Considérant par contre que ne peut être retenu contre le prévenu le caractère trompeur de la publicité effectuée par lui en raison du fait qu'il n'avait à la vente que deux manteaux de la marque Yves-Saint-Laurent.
Qu'en effet étaient proposés par ces publicités d'autres manteaux de fourrure dont certains portaient la griffe P. Balmain, Lanvin ou Valentino.
Sur la peine
Considérant en définitive que, malgré la récidive résultant de la Condamnation prononcée par la Cour d'appel de Toulouse le 22 mai 1986 à 10 000 F du chef de publicité mensongère ou de nature à induire en exposées, les faits reprochés au prévenu n'apparaissent pas d'une gravité justifiant les peines prononcées par les premiers juges.
Que la cour estime suffisante une amende de 10 000 F.
Qu'il y a lieu de relever le prévenu, conformément à l'article 5-1 du Code pénal de la publication de l'arrêt à intervenir au titre de l'action publique.
Sur les intérêts civils
Considérant que les infractions retenues contre le prévenu ont causé à la partie civile un préjudice que la cour, disposant des éléments d'appréciation nécessaires et suffisants estime à 5 000 F.
Que ce préjudice ne justifie pas la publication réclamée par la partie civile.
Qu'il convient de réduire à 4 000 F la somme à lui allouer sur le fondement de l'article 475-1 du Code de procédure pénale.
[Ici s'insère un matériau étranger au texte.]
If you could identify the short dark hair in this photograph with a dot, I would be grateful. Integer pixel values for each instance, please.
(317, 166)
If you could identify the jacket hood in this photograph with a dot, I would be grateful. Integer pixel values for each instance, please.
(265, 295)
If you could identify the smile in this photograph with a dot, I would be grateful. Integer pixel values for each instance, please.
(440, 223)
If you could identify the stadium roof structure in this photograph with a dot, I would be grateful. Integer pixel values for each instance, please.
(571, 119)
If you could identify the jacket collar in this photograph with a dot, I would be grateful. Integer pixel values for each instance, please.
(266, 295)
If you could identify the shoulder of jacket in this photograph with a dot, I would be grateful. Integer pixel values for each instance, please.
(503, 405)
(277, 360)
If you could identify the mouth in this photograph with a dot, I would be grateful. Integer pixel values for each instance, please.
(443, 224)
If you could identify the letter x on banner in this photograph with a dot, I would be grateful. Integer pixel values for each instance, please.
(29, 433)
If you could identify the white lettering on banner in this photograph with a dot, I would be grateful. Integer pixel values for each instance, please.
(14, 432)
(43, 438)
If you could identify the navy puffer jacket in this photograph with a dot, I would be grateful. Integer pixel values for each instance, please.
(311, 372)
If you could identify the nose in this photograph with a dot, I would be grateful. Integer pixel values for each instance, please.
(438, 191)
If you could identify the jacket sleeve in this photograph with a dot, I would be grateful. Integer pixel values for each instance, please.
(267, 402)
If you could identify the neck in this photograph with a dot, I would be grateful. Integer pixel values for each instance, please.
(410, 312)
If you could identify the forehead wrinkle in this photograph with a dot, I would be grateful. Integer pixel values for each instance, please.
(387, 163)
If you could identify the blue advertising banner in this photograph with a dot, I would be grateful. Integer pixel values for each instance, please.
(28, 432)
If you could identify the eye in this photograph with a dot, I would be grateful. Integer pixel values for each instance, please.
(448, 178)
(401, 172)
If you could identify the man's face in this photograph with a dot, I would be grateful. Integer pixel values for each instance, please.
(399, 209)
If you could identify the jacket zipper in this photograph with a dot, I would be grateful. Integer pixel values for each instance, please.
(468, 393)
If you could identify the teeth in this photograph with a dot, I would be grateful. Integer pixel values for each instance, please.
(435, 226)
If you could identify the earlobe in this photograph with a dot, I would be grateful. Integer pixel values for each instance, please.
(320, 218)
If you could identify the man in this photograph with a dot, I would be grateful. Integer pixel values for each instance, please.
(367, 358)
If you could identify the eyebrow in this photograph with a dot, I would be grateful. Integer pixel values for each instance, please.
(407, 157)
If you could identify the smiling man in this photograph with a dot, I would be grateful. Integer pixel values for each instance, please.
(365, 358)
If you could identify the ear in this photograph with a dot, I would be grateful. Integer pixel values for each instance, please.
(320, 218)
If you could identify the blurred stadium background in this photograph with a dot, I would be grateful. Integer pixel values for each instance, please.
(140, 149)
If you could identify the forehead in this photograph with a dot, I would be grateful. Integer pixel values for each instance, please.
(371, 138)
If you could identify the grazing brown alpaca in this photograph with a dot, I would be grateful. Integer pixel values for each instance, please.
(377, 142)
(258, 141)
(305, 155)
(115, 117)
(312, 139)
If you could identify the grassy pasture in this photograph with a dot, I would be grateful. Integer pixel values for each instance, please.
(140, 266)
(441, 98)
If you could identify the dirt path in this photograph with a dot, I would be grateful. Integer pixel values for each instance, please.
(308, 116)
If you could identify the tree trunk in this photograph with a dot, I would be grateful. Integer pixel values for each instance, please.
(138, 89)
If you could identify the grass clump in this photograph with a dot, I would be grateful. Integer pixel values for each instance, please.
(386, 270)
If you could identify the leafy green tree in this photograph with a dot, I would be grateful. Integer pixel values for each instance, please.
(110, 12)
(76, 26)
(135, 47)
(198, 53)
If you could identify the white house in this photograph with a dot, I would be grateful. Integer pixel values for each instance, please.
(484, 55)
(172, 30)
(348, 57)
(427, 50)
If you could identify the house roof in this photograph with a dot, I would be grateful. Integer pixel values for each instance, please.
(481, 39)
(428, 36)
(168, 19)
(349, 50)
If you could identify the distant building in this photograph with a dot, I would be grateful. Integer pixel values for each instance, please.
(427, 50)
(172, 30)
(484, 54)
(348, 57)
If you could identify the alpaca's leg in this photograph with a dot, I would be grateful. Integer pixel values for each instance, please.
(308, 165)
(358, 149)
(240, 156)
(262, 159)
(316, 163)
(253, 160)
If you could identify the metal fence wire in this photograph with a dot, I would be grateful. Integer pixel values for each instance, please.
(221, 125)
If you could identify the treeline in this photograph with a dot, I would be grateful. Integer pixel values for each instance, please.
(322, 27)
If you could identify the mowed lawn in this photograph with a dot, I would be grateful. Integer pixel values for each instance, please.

Par ces motifs, La COUR, Statuant publiquement et contradictoirement, Reçoit les appels interjetés, Confirme le jugement déféré en ci qu'il a rejeté l'exception d'irrecevabilité de la partie civile soulevée par le prévenu, Le confirme également sur la déclaration de culpabilité des chefs de détournement d'objets saisis, d'infraction au paragraphe 4 de l'article 1er de la loi du 30 décembre 1906, de publicité de nature à induire en erreur en état de récidive pour la parution dans " Le Midi Libre " des annonces des 19, 21, 26 et 28 juillet 1989, Le confirme en outre en ce qu'il a renvoyé le prévenu des fins de la poursuite du chef d'infraction au paragraphe 4 de l'article 1er de la loi du 30 décembre 1906,Le réformant pour le surplus, Déclare le prévenu coupable de publicité de nature à induire en erreur pour les annonces publicitaires des 2 et 4 août 1989, Le condamne de ces chefs à 10 000 F d'amende et de relève conformément à l'article 55-1 du Code pénal de la publication obligatoire de l'arrêt à intervenir au titre de l'action public, Le condamne également à payer à la partie civile la somme de 5 000 F à titre de dommages et intérêts, et celle de 4 000 F sur le fondement de l'article fondement de l'article 475-1 du Code de procédure pénale pour les frais irrépétibles exposés par elle tant devant le tribunal que la cour, Le condamne aux dépens d'appel liquidés à la somme de 449,53 F.